Les experts en hydrologie soulignent également l’importance de sensibiliser les populations à la gestion de l’eau. Encourager des comportements économes en eau, tant au niveau individuel qu’industriel, pourrait permettre de réduire la pression sur cette ressource déjà rare. La mise en place de systèmes de tarification incitative pour l’eau, visant à encourager les économies, et la réduction des fuites dans les réseaux de distribution sont des actions qui pourraient contribuer à mieux gérer la ressource.

Une solution à long terme : repenser le modèle agricole

Une autre solution envisageable pour répondre à la sécheresse au Maroc est de repenser le modèle agricole. Le pays est encore largement dépendant des cultures consommatrices d’eau, comme les agrumes et les cultures fourragères. Pour faire face à la rareté croissante de l’eau, il est nécessaire de diversifier les cultures et de privilégier des espèces plus résistantes à la sécheresse. Certaines plantes, comme les oliviers, la vigne ou certaines céréales, sont mieux adaptées aux conditions arides et pourraient offrir une alternative durable aux cultures actuelles.
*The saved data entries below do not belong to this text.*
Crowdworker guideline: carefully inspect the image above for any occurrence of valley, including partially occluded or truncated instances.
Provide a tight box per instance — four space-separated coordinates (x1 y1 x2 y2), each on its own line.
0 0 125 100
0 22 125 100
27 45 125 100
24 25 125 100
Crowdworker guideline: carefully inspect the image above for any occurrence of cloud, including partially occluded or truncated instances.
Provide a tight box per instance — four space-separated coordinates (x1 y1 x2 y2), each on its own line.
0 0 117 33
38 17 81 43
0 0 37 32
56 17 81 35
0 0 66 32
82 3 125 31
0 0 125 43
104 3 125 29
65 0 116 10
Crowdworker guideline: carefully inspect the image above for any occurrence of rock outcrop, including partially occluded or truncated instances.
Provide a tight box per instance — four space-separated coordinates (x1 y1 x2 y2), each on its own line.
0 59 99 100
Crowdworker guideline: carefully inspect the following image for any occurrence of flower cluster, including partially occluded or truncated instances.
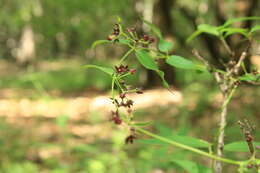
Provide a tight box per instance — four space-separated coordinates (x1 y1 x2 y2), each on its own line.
107 24 120 41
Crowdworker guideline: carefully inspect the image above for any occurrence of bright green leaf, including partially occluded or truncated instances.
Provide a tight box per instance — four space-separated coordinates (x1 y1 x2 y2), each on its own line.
197 165 213 173
239 74 260 82
158 39 173 53
83 65 114 76
170 135 210 148
91 40 110 49
135 49 170 88
187 24 219 42
198 24 220 36
224 141 260 152
118 39 131 45
166 55 206 71
172 159 199 173
186 30 202 43
135 49 158 70
220 28 249 38
223 16 260 27
251 25 260 33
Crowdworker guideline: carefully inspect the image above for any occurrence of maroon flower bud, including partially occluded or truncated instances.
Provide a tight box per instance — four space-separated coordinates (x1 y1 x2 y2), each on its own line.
246 135 253 142
136 88 143 94
143 34 149 41
127 27 135 33
126 99 133 108
149 37 155 43
107 35 113 41
111 115 122 125
120 93 126 99
246 164 253 169
130 69 136 75
125 135 136 144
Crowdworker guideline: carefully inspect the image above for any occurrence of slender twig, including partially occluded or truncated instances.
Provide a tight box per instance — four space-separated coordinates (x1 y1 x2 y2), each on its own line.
220 37 234 57
135 127 243 166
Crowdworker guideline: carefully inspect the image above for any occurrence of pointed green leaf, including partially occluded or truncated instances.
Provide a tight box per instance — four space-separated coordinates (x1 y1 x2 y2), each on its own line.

Le développement de l’agriculture pluviale, qui repose sur l’utilisation des eaux de pluie, peut également constituer une alternative viable. Bien que cette forme d’agriculture reste dépendante des conditions climatiques, elle peut être une solution complémentaire dans les régions où la construction de barrages et l’irrigation intensive ne sont pas envisageables.

Une adaptation nécessaire pour un futur résilient

La construction de nouveaux barrages au Maroc, bien qu’importante, ne peut être considérée comme la seule solution pour surmonter la crise de l’eau. Pour garantir la sécurité hydrique du pays face aux changements climatiques et à la sécheresse persistante, il est nécessaire de diversifier les approches, en alliant infrastructures, gestion durable de la demande, modernisation agricole, et sensibilisation des populations.

L’avenir du Maroc dépend de sa capacité à s’adapter à ces nouveaux défis et à transformer sa gestion de l’eau pour répondre aux besoins de ses populations et de ses agriculteurs. Seule une stratégie intégrée, combinant des solutions techniques, naturelles et sociales, pourra permettre au pays d’échapper à sa désertification et d’assurer un avenir résilient en matière de ressources en eau.